Guest artist Flora Shum (OCADU, Paperhouse) visited the adult printmaking class last week to demonstrate toner washes and acrylic washes. These unpredictable printmaking techniques add interest and tone to etched works as a non-toxic alternative to aquatint processes.
We got into the relaxed mood of the holiday a bit early this week with a high-school program visit to the AGO.
After a week of making found object art and discussing both the historical and environmental significance of it, the grade nine class continued our look into environmental issues with a trip to Anthropocene. The students found this exhibit informative, interactive, and provocative.
It seemed like Mickalene Thomas‘ first solo show at the AGO stole the show for most of the kids on this trip. This exhibit features sitting rooms with carefully curated feminist book titles, paintings embedded with seemingly infinite rhinestones, screen printed images and film installations.
After the Thomas show, we checked out the latest rotation of Kathe Kollwitz art. It was another great opportunity to view an artist with amazing technical ability using their medium to make positive change in the world.
It was an inspiring trip with a great group of students! It was lovely way to start the holidays. Have a great break everyone!
The Adult printmaking class had the opportunity for a private visit the AGO Print and Drawing Centre. The curatorial staff at the centre picked a selection of print works to give students a chance to view masterworks from the disciplines we have studied this semester- etching, monoprint, serigraph and relief.
Acrylic self-portraits by our grade 9 students and illustrator self-portraits by our grade 11 students are currently on display at our local Second Cup. Thanks to Andy at the store for supporting our program and our school.
Come by and Bloor and Lippencott for a delicious cup of coffee and some great art!
Last week students from the specialized art program visited the Koffler Centre for the Arts at Artscape Youngplace. The students became fully absorbed in discussion about the various artworks from the current show Through Lines. To quote the Koffler website ” Each project featured in this exhibition engages a restorative gesture that speaks to the ways in which history and memory are conceptualized within a contemporary context.” Artists have created work dealing with various forms of censorship and redaction stemming from a variety of social contexts.
Students also had a chance to see the exhibition “Small Cures” in which 32 artists have created 100, 6 inch square paintings for auction, with all proceeds going to support cancer patients at Mount Sinai who are facing financial hardship. Follow @smallcures for auction details.
After seeing the show, students got a chance to try their hands at exploring redaction through a workshop on zine making. The students were so inspired that they suggested starting a zine club at school. Stay tuned for that!
CTS ceramic students had a relaxing immersion into culture this week. The week started with an all day visit to the Gardiner Museum with teacher, Jen Leis. Ms. Leis toured the students around the permanent collection before taking them to the current exhibition “Obsession: Sir William Van Horne’s Japanese Ceramics.”
Sorlie Maddox and Helen Kong of Secret Tea Time accompanied the students through the show to give them insight about the insight of Japanese pottery and it’s surrounding traditions.
Maddox and Kong visited the school for the following two days came to the school to visit the students class. On the first day, they narrated a traditional Japanese tea ceremony. On the second day, they showed students how to create a traditional tea bowl.

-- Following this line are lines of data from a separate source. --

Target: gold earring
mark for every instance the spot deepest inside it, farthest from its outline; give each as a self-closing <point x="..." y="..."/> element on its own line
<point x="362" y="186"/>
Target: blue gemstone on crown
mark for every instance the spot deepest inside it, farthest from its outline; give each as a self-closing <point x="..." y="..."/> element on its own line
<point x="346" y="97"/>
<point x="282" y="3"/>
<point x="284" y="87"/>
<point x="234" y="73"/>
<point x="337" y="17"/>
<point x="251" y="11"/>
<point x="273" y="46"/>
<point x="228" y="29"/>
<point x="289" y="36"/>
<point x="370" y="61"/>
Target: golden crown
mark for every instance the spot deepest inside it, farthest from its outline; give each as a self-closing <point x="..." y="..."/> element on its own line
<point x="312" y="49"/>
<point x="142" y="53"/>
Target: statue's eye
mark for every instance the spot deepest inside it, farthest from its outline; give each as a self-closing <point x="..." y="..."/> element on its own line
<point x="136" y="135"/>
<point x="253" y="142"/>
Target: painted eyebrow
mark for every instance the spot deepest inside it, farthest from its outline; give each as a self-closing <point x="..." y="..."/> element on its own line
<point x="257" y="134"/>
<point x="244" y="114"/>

The sculpture students in the adult program have been focusing on sharpening their skills of composition through several 3D abstract projects. In this assignment, students started by composing several clay maquettes using a tight set of rules. Upon choosing their favourite, students created a large version out of clay.
Students are now creating molds of these large sculptures which will later be cast in plaster or gypsum cement.

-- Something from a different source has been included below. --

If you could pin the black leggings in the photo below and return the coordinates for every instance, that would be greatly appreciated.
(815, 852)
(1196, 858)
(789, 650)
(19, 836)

Senior student Aillen Rendal has been chosen to represent the school for our visual arts submission to the Marion Drysdale Award. The theme of this year’s award was “Ahead by a Century.” Students were encouraged to design paintings challenging the notion of technology as the only vision of progress.
Students worked for several days with contemporary watercolourist Tristram Lansdowne to develop their skills in watercolour painting prior to beginning the project.

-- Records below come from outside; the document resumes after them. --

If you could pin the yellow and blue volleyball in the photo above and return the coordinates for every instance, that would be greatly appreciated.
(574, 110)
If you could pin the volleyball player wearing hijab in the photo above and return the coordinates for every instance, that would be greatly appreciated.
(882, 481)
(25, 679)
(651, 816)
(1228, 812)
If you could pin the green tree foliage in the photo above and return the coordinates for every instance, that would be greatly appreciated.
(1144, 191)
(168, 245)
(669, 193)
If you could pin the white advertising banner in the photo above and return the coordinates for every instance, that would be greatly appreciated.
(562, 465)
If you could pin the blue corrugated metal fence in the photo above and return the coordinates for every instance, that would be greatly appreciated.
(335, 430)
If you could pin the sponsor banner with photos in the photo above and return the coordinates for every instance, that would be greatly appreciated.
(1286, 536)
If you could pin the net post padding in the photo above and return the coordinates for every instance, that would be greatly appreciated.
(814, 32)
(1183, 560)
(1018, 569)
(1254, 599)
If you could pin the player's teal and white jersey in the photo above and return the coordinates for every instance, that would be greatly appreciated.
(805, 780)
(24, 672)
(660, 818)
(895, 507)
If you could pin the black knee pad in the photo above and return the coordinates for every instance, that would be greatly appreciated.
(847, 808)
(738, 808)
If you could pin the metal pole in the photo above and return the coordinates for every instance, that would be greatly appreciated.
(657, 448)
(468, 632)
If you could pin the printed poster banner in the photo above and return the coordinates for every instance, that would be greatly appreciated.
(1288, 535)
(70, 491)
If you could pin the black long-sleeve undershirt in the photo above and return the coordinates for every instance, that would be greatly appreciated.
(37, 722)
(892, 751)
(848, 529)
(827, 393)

Aillen’s work pays tribute to the missing and murdered Indiginous women, and the silencing of Indiginous peoples in their fight for the preservation of the environment and their culture.
The decision to choose Aillen’s work was a difficult one. The close runner-up was Shiane Slack-Phillip’s work. Here, she challenges the “audacity” of the United States for claiming the moon with their flag. Her alternate world superpower chooses a flag of inclusion and acceptance.
What an exciting way to start the year!
Last year, students from our grade 11 and 12 specialist art program worked with instructors Ulf Bein and Trish Boon as well as professional artist Jessica Thalman, to create a large scale digital mural. The project exemplified the use of global competencies in our art program. Students worked collaboratively to create visions of a sustainable future and combined traditional art skills with the use of technology. The mural is currently on display on Bloor, just west of Bathurst.